I just want to learn how to stand up for myself. To permit myself to be just who I am without bowing to the pressure of someone else’s shit saying i’m raging or whatever. To let go of the people who won’t return my texts or phone calls any more. Like the thought of someone’s spit all over your face.. it’s fucking gross and makes me sick to my stomach.

The interesting part was that during our relationship, I had another ex do everything in her power to try to destroy k. She tried to get her fired, de-friended all of it. k knows exactly how disgusting that is and she’s definitely way worse than the other girl. So weird. I guess i would have thought that k would have learned her karma. Instead she’s just making more for herself. Kind of sad actually.

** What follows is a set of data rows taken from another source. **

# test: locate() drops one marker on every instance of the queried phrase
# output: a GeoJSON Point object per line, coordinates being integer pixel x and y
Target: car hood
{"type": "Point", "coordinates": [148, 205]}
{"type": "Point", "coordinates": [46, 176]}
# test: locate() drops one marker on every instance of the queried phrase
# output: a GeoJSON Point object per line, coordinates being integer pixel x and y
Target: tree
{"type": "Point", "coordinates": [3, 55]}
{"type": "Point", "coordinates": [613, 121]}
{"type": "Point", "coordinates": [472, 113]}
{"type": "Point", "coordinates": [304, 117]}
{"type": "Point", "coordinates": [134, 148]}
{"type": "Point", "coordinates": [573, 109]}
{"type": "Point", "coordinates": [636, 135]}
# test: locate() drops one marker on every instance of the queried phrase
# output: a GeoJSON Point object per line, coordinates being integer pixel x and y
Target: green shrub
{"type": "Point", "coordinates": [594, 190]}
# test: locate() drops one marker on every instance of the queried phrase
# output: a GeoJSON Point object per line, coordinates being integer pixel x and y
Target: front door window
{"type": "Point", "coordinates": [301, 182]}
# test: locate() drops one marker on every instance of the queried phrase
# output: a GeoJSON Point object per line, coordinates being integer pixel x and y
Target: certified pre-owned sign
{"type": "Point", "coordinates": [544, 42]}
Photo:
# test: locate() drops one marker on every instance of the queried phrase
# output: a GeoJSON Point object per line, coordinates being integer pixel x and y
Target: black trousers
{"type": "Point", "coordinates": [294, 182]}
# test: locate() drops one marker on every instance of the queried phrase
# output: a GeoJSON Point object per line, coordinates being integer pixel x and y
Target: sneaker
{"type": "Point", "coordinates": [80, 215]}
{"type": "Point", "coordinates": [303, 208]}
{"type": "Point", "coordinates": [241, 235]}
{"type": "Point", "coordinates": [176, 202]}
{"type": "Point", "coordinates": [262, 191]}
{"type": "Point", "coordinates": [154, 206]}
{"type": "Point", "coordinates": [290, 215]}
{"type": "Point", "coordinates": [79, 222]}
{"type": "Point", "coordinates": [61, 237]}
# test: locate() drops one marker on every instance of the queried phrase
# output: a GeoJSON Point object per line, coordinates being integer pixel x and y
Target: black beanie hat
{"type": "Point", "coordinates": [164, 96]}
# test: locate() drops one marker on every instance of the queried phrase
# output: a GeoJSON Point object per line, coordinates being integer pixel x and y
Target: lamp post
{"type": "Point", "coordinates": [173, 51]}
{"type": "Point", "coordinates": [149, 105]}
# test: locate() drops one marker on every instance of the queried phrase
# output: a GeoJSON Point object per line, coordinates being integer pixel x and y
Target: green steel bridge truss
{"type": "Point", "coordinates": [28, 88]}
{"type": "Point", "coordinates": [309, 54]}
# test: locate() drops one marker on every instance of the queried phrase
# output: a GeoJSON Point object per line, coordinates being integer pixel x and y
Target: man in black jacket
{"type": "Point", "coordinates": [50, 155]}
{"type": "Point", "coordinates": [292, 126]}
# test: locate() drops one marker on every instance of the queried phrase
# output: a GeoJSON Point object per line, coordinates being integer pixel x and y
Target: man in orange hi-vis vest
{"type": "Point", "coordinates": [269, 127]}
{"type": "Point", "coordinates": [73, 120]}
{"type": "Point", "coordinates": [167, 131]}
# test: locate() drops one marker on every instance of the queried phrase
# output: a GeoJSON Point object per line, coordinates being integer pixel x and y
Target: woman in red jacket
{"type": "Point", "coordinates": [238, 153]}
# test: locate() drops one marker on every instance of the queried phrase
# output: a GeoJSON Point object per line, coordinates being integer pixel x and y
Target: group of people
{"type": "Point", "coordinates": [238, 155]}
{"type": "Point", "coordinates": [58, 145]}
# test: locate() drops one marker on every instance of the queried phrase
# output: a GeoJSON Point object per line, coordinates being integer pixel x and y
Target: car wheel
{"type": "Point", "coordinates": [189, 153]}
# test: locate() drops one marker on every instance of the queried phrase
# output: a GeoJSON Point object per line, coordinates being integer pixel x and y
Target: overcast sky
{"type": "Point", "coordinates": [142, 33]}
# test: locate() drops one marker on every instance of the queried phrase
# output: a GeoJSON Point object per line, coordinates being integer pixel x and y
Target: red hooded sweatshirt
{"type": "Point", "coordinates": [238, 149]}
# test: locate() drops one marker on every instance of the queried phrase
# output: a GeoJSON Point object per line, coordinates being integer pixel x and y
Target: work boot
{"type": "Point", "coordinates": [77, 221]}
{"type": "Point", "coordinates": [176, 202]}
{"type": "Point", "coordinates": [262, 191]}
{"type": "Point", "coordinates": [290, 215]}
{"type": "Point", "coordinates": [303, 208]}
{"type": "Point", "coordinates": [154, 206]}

When I started writing this I was not in a good place. I was disgusted with k and to feel as frustrated as I was. Now i’m more relaxed and oddly again, I just feel bad for her. She’s acting really gross and yeah, i dont want any of that around me. What catches me off guard is seeing what part of her behaviour keeps surprising / disappointing me and how much I don’t want to be even associated with her. I read a whole bunch of emails last night that I wrote to her and I’m extremely happy with my responses. Hers, not so much.

It’s clearer now how manipulative she’s being. How she’s in complete delusion over things and according to the people I talk to, she’ll be that way for years. Poor thing. I just got to keep remembering that she’s full of shit and to let her go.

Like the fucking grade 9 idiots, karma will come back. They’re making more and i’m trying to break mine.

I’m on the path to my salvation.. the joke is, I forget a lot of the times but I’m remembering. I’m remembering who I am, how strong I am and what I stand for.

I’ve had 3 dreams in the last month where people spit in my face literally.. I wonder if i’m finally getting closer to a solution. Instead of clamming up, maybe one of these times I’ll go full fucking beast and rip someone’s fucking throat out.. or maybe i’ll turn the other cheek and figure out what enlightenment means.